World war? Aliens? Or just trashed due to how advanced the tech in it would be to them? Yeah, I think the last.
Nothing, they would have no idea what it was, or how to interface with it. They might even end up destroying it because they have no idea of the power requirements. Even if they managed to get it powered up and guessed at what it was for, they would still be stuck with the issue of not having an operating system which is capable of logically addressing all of the storage. And the lack of drivers would make that even harder.
A lot of modern technology sits atop a mountain of other modern technology which must be sorted out before you can even start to think about designing the end product. It could be that, since they knew what was possible, and had an example to crib off of, scientists and engineers could have gotten to that point faster. But, there is just an insane amount of prior tech in front of modern computers that any one piece of it, thrown back that far, would likely just be shiny junk.
The hard drive controller has a dual core cortex-r that was more powerful than all the computers in existence at the time.
One of my favorite things about what you are saying is modern transistor gates are smaller than microscope resolution at the time. Even if they could recognize an integrated circuit it would be another 10-20 years before they could even start to reverse engineer it.
Yeah that or aliens.
The power requirements are printed right on the label tho…also they had x-rays back then too.
Printed circuit boards were becoming "commonplace" (according to Wikipedia) and the transistor had been invented about 9 years before, so they'd probably be able to figure out at least conceptually what they were looking at. In other words, it's not as if it would seem like a magical rock etched with runes or something, like it would if you showed it to somebody from 1556.
Therefore, I think they'd get out a microscope and oscilloscope and start trying to reverse-engineer it. Probably speed up the development of computer technology quite a bit, by giving them clues on what direction to go.
Knowing what something is doesn't necessarily teach people how it was made. No matter how much you examine a sheet of printed paper, someone with no conception of a laser printer would not be able to derive that much information about how something could have produced such precise, sharp text on a page. They'd be stuck thinking about movable metal type dipped in ink, not lasers burning powdered toner onto a page.
If you took a modern finFET chip from, say, the TSMC 5nm process nodes, and gave it to electrical engineers of 1995, they'd be really impressed with the physical three dimensional structure of the transistors. They could probably envision how computers make it possible to design those chips. But they'd had no conception of how to make EUV at wavelengths necessary to make the photolithography possible at those sizes.
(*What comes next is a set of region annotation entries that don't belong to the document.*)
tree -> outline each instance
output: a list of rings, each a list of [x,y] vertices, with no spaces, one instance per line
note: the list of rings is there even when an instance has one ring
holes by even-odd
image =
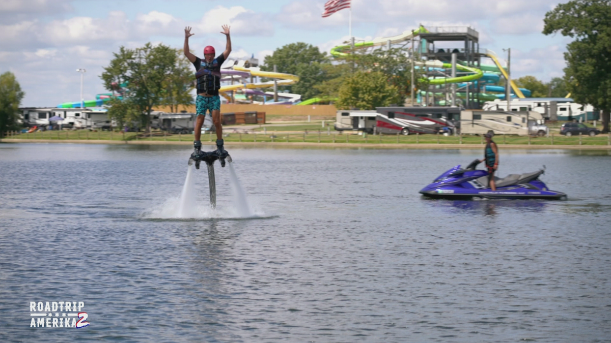
[[[150,113],[163,104],[167,93],[167,81],[177,65],[176,51],[161,44],[147,43],[131,49],[121,46],[100,78],[106,89],[113,83],[126,84],[123,98],[139,109],[147,131],[150,132]]]
[[[547,85],[535,76],[527,75],[516,79],[514,82],[518,87],[530,90],[533,98],[544,98],[547,96]]]
[[[0,138],[18,128],[19,106],[24,95],[15,74],[7,71],[0,75]]]
[[[320,94],[315,86],[326,78],[323,65],[329,63],[326,52],[321,52],[318,48],[302,42],[288,44],[276,49],[272,55],[265,56],[262,70],[293,74],[299,77],[294,85],[282,87],[291,93],[301,94],[303,99],[313,98]]]
[[[117,126],[120,128],[126,126],[135,126],[139,128],[145,124],[142,123],[144,117],[142,112],[130,99],[112,98],[105,106],[108,109],[108,118],[117,123]]]
[[[560,32],[566,46],[565,79],[575,101],[602,112],[603,132],[611,113],[611,0],[573,0],[545,15],[543,34]]]
[[[360,70],[379,71],[386,75],[388,82],[397,88],[401,99],[411,93],[411,60],[404,49],[378,49],[370,54],[357,55],[354,63]],[[417,88],[422,89],[426,84],[420,74],[414,75],[414,80]]]
[[[340,87],[338,109],[373,110],[376,107],[403,103],[397,86],[388,82],[381,71],[356,71],[346,78]]]
[[[340,87],[345,79],[351,75],[352,68],[346,63],[324,63],[321,66],[326,79],[314,85],[314,88],[318,92],[318,96],[322,98],[335,99],[339,96]]]
[[[193,104],[191,91],[194,87],[195,76],[191,70],[191,63],[185,56],[182,49],[175,50],[176,63],[170,71],[165,81],[165,93],[162,105],[170,107],[170,110],[178,111],[180,105]]]

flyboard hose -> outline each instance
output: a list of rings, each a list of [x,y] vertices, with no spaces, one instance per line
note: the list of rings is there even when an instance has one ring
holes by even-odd
[[[210,207],[216,208],[216,181],[214,180],[214,165],[208,165],[208,183],[210,189]]]
[[[200,163],[203,161],[208,166],[208,182],[210,190],[210,207],[213,209],[216,208],[216,182],[214,179],[214,161],[219,160],[221,162],[221,167],[225,167],[225,162],[231,163],[232,162],[231,156],[225,150],[222,152],[218,150],[214,151],[205,152],[199,151],[199,153],[193,153],[191,157],[189,158],[189,165],[195,162],[196,169],[199,169]]]

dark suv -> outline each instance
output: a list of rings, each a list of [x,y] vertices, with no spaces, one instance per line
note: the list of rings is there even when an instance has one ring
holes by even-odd
[[[581,123],[565,123],[560,127],[560,134],[566,137],[571,137],[573,135],[579,135],[580,133],[590,136],[595,136],[601,133],[601,131],[594,128],[588,128]]]

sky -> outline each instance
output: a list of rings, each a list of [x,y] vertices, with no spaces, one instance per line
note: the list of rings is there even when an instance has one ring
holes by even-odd
[[[303,42],[328,52],[349,39],[349,10],[321,18],[325,0],[2,0],[0,73],[15,74],[26,95],[22,107],[54,107],[108,92],[100,76],[122,46],[147,42],[182,48],[185,27],[195,35],[191,50],[225,47],[221,26],[231,26],[230,58],[265,56]],[[548,81],[562,76],[570,39],[541,34],[552,0],[353,0],[357,40],[395,35],[425,27],[470,26],[480,49],[503,59],[511,49],[511,77]],[[200,56],[201,57],[201,56]],[[491,64],[491,61],[482,60]]]

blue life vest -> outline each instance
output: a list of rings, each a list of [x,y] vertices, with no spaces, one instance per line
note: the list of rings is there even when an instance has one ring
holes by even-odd
[[[220,66],[216,59],[211,63],[202,60],[201,63],[201,67],[195,74],[197,79],[197,89],[212,94],[213,92],[221,89],[221,72],[214,70],[219,69]]]

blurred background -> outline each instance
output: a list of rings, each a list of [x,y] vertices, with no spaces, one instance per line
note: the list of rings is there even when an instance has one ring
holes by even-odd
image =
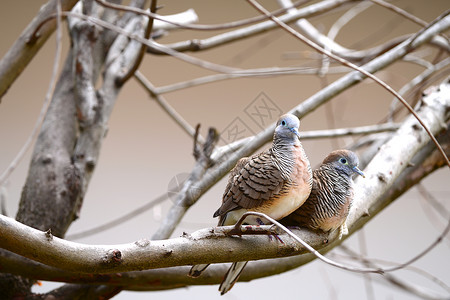
[[[1,57],[45,2],[2,1]],[[270,10],[279,8],[276,1],[261,3]],[[427,22],[449,8],[449,2],[446,0],[398,0],[392,3]],[[161,0],[158,4],[163,6],[159,10],[163,15],[193,8],[201,24],[225,23],[258,15],[246,1]],[[343,7],[309,21],[321,31],[327,32],[346,10],[348,7]],[[392,11],[372,5],[344,26],[336,41],[348,48],[367,49],[419,29],[419,25],[399,17]],[[217,33],[180,30],[171,32],[159,42],[201,39]],[[66,28],[63,46],[63,53],[67,53],[70,40]],[[53,36],[2,98],[1,172],[11,163],[35,126],[50,81],[55,48]],[[436,54],[436,49],[422,47],[419,52],[423,57],[430,58]],[[279,29],[189,55],[237,68],[320,66],[316,53]],[[171,57],[155,55],[145,57],[140,71],[155,86],[213,74]],[[423,67],[416,64],[397,62],[377,73],[377,76],[398,90],[422,71]],[[247,129],[244,134],[250,135],[261,130],[261,123],[248,114],[249,108],[258,101],[266,101],[274,105],[279,112],[286,112],[341,76],[342,74],[337,74],[319,78],[315,75],[289,75],[233,79],[183,89],[164,96],[192,126],[200,123],[203,135],[206,135],[210,126],[224,132],[235,125],[235,122],[244,124]],[[365,80],[303,118],[300,130],[375,124],[385,117],[391,102],[390,94],[372,81]],[[278,115],[274,115],[270,121],[275,121]],[[331,150],[345,148],[355,139],[347,137],[304,141],[303,145],[312,166],[316,166]],[[6,185],[6,207],[9,216],[16,214],[30,154],[31,150],[27,152]],[[189,173],[193,165],[192,139],[162,111],[134,79],[131,79],[122,89],[110,119],[108,135],[84,199],[81,217],[70,227],[68,235],[111,221],[167,193],[170,182],[173,185],[174,178]],[[448,182],[449,172],[444,168],[426,178],[423,184],[433,197],[450,209]],[[216,225],[217,220],[212,218],[212,214],[220,205],[224,187],[225,180],[221,180],[207,192],[189,210],[173,236],[179,236],[183,231],[193,232]],[[417,190],[412,189],[373,218],[363,230],[347,239],[344,245],[358,252],[365,248],[367,255],[372,258],[405,262],[434,241],[446,224],[446,220],[438,217],[425,202]],[[77,241],[87,244],[118,244],[150,238],[171,205],[169,198],[120,226]],[[414,266],[450,285],[449,246],[449,240],[445,239]],[[333,253],[342,252],[335,249]],[[395,275],[448,295],[448,292],[445,293],[441,287],[417,272],[402,270]],[[221,299],[273,299],[285,296],[298,299],[416,299],[411,294],[387,284],[378,275],[372,275],[370,278],[371,284],[368,285],[368,281],[359,274],[338,270],[315,261],[281,275],[249,283],[237,283]],[[42,287],[36,287],[34,290],[44,292],[56,286],[56,283],[44,282]],[[115,299],[219,299],[217,288],[218,286],[199,286],[164,292],[122,292]]]

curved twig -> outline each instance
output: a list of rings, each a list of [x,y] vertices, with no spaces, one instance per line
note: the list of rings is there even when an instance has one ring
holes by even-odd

No amount of the examination of the chip itself will reveal the secrets of how it was made: very bright lasers pointed at an impossibly precise stream of liquid tin droplets against highly polished mirrors that focus that EUV radiation against the silicon and masks that make the 2-dimensional planar pattern, then advanced techniques for lining up 2-dimensional features into a three dimensional stack.
It's kinda like how we don't actually know how Roman concrete or Damascus steel was made. We can actually make better concrete and steel today, but we haven't been able to reverse engineer how they made those materials in ancient times.
You would be burned as a witch.
I way more than a duck though
Do you weigh more than a duck with an anvil?